Japan’s new 25-year energy plan has met some problems. Pressure from the United States dramatically scaled back its participation in a new Iran oil field. Exxon Mobil Co. canceled its plans to sell Russian natural gas to Japan and agreed to sell it to China instead. Russia is delaying a second Sakhalin gas development involving Japan for environmental reasons.

This summer, a travel agent asked us to coordinate a visit to Illinois ethanol plants for University of Tokyo researchers. Suddenly, the trip was canceled. Just as suddenly, it was re-scheduled—this time for engineers from Mitsubishi Heavy Industries.

The Mitsubishi engineers intend to assess the feasibility of developing ethanol manufacturing facilities using either rice, wheat or sugar cane.

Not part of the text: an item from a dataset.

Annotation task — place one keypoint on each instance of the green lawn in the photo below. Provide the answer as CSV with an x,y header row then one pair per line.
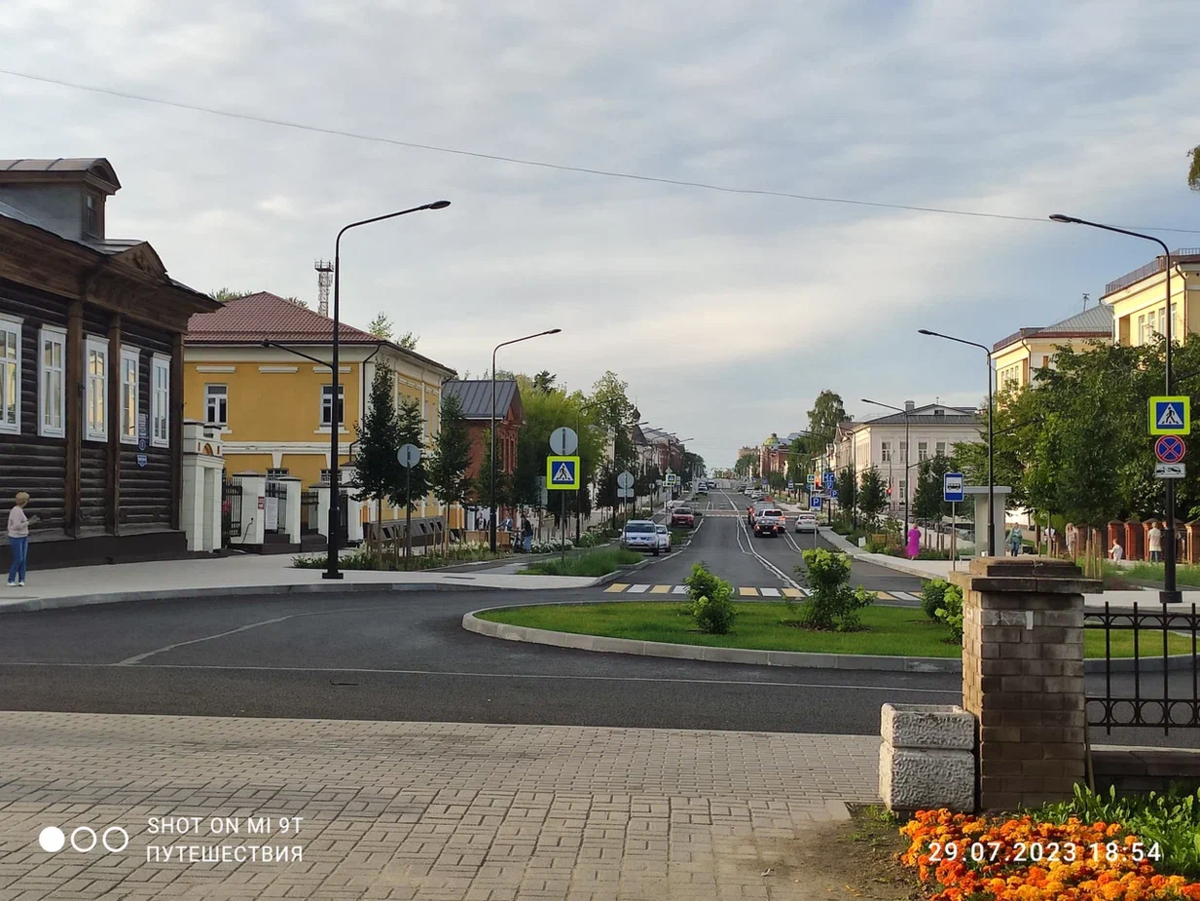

The program’s goal is to reduce Japan’s reliance on imported oil and to cut carbon dioxide emissions. Since Japan imports 60 percent of its food, they will import the raw commodities for the ethanol. They are starting with a 3 percent ethanol blend and expect to reach 10 percent by 2010.

According to the GAIN agricultural report, a Japanese firm has developed a nanotechnology membrane to reduce the cost of ethanol dehydration and has invested in Brazil to improve ethanol production and supply. Ethanol dehydration is an energy intensive process that removes the last 5 percent of the remaining water. If the technology proves successful, it is likely to gain wide industrial acceptance as it would lower costs and save energy now used in dehydration.

Since biofuels are gaining global acceptance as a replacement for oil, technological advances in their production will continue. But critics remind us that their role is limited, and their production raises other environmental issues. While finding replacement fuels is helpful, dramatic changes in our inefficient transportation practices are crucial in reducing global climate change.